I have been taking for granted the category assignments of questions in GJOpen. International, Politics, Sports and so on. I have been using these category assignments to find best forecasters for related questions.
That’s not using the old noggin. There should be a better way of correlating live questions with resolved ones.
I’m going to try this idea: Plot crowd forecast over chronological time of one question with crowd forecast over chronological time of another question. If the levels correlate, I’ll use that as my correlation.
That tells me how resolved questions relate to each other, and gives a model (to test) of how accuracy in one resolved question factors into accuracy in another resolved question. The result is a correlation matrix R.
But then, given a brand new question with no forecasting history, how do I relate it to prior questions?
To do this relation I need to bring back a notion of categories. I need synthetic categories based somehow on the correlations. A category like “Politics” doesn’t tell me much, for example knowing the Hillary Clinton race doesn’t tell me much about the Spanish election.
OK so I’m foundering here a little bit.
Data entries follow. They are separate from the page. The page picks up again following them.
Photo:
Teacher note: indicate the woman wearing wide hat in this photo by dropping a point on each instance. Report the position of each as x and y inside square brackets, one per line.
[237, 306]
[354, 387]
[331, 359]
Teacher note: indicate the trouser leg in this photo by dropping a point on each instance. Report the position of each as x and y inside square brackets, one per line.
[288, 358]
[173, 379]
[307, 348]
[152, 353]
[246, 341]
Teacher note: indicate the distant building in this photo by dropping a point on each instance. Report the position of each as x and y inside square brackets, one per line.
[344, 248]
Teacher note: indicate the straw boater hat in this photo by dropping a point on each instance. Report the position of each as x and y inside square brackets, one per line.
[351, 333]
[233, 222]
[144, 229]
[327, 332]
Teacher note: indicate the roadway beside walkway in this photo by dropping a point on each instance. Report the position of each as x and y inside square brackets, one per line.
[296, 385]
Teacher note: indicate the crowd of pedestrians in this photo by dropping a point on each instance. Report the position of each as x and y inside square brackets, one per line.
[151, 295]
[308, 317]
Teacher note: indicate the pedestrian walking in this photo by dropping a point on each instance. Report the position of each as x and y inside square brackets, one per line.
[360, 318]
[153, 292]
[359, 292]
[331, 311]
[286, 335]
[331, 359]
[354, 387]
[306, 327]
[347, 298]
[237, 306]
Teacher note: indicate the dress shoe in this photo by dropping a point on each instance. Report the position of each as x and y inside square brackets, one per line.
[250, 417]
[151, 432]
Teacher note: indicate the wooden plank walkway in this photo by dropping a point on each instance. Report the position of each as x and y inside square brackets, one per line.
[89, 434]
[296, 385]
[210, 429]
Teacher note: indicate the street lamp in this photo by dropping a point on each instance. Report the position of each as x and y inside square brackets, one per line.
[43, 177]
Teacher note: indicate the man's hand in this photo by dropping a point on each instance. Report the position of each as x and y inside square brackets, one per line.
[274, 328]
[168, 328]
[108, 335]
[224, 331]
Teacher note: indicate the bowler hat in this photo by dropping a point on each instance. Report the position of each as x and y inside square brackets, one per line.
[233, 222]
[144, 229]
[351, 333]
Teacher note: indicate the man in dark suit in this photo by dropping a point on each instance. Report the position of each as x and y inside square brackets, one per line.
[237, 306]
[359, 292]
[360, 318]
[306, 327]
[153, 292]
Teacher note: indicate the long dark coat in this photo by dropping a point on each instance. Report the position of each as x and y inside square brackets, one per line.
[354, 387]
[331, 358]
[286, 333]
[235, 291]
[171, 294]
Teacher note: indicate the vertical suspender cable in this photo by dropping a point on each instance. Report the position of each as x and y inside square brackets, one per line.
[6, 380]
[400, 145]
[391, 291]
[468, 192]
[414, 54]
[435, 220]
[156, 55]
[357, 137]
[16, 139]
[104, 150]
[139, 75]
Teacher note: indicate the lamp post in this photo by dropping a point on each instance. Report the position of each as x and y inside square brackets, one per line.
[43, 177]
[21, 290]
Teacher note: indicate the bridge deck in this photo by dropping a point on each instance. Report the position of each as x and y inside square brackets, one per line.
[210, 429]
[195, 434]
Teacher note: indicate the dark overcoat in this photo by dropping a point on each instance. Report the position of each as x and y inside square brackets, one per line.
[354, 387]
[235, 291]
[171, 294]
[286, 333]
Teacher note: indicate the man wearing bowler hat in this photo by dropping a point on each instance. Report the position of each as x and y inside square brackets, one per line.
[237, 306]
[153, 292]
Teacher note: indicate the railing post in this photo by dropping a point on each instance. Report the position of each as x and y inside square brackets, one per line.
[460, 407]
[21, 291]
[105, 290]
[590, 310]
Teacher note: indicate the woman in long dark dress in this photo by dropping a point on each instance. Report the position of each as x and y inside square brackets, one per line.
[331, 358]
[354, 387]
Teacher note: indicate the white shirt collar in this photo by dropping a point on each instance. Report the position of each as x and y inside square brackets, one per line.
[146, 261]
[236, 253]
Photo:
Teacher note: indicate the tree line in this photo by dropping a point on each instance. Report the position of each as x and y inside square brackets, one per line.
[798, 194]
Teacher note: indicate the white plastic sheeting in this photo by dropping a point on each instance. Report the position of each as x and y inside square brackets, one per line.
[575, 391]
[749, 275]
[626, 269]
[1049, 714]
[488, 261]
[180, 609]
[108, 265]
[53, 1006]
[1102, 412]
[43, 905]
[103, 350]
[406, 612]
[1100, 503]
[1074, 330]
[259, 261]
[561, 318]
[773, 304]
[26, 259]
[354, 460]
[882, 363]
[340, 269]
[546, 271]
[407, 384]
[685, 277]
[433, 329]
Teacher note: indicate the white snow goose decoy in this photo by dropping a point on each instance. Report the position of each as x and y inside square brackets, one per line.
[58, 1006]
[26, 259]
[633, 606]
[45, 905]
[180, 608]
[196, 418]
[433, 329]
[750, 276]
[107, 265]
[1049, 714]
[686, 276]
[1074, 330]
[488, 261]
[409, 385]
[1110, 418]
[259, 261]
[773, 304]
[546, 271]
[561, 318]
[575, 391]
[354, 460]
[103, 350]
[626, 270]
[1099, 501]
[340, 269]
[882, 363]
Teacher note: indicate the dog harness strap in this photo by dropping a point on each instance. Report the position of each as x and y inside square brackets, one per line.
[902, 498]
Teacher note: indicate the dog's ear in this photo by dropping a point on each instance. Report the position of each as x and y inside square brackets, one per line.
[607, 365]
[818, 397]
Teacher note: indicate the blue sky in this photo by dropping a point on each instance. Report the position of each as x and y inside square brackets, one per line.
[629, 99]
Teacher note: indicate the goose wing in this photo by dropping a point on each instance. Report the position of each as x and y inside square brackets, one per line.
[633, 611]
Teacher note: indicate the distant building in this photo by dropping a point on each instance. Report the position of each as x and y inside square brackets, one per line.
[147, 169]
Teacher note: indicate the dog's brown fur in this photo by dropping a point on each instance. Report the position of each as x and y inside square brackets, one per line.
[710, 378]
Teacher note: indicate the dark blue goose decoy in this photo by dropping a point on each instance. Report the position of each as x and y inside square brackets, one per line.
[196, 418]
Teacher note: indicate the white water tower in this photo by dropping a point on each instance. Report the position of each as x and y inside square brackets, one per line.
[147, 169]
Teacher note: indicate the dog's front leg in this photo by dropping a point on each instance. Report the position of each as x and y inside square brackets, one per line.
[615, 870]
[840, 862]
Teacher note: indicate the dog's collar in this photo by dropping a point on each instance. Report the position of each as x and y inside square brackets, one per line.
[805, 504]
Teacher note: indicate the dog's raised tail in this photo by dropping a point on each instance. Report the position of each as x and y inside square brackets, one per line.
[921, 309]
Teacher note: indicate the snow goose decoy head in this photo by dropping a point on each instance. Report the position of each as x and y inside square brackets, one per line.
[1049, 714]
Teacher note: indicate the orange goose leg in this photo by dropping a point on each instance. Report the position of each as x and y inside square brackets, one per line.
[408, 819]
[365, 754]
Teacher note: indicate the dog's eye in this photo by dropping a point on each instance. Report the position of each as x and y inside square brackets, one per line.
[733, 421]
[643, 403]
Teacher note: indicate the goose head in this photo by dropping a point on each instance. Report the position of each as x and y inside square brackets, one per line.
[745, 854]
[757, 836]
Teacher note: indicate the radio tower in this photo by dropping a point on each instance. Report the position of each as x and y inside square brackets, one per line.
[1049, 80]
Music can be classified and clustered in terms of low-level measures so that you can automatically tell a piano sound from a violin or a drum. What do our questions “sound like”?
To be continued. The problem is: I know how resolved questions are correlated. Maybe I can cluster resolved questions separately in a different way. This clustering should preserve the correlation…OK so cluster based on closeness of correlation. That’s a start, but it’s a single dimension. I need some other dimensions which describe the kind of question and then tell me how a new question with a similar description will correlated with resolved questions. That’s the to-do list.